Reported by Bonnie Lee La Madeleine
A new program at Langara focuses on building traditions through storytelling and carving that sustain connections across generations.
The Reconciliation Carving Series focuses on personal healing and growth. The series creates space for personal journeys for all involved, as they think about how art and culture contribute to one’s understanding of place and identity. It is open to students of all backgrounds, and consists of two carving courses and one research portion.
“The art is just one aspect of what we do,” said Coast Salish carver Aaron Nelson-Moody speaking about his craft and its role in the Squamish Nation. “It’s sort of our version of written history.” Nelson-Moody is an instructor for the course.
“We are one”
Garwin Sanford is an instructor from the film arts program who is documenting the students’ and the course’s progressions.
“My question, as a privileged, old, white guy, was: what does reconciliation mean to me,” he said, but as students began sharing stories of residential school crimes and working out their feelings, his expectations changed.

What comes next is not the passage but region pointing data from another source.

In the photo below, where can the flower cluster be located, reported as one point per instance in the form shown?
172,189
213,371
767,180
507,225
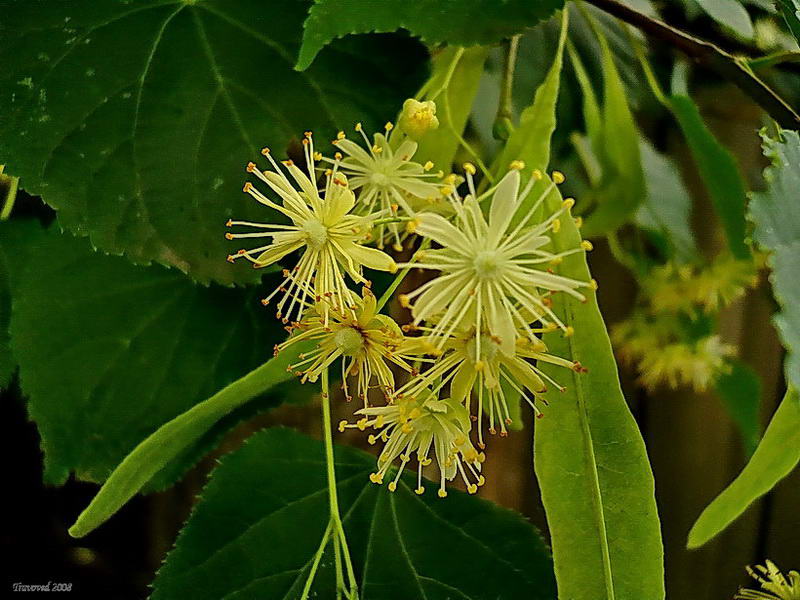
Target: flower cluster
474,341
774,584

“What you hope for,” he said, “is that you can actually move closer to natsumat.”
Sanford said the word means “we are one’, but others in the class said Elder Shane Point, defined the word differently. Point volunteers his time each Friday with the group, and defines the word as “we in this together”. Natsumat has no precise English spelling outside of the Coast Salish spelling.
It is a part of keeping tradition
“We’re reaching a process, which is what I am after,” Nelson-Moody said. “It’s being part of a continuum of carving and ceremony that has been going on for 12,000 years here.”
Sanford is hoping that when people see the documentary they will say, “Oh, we can do that.”
The Reconciliation Carving Series is a collaborative offering of the Aboriginal studies, fine arts and film arts programs. Their studio, room A045, is open to the public every Friday afternoon.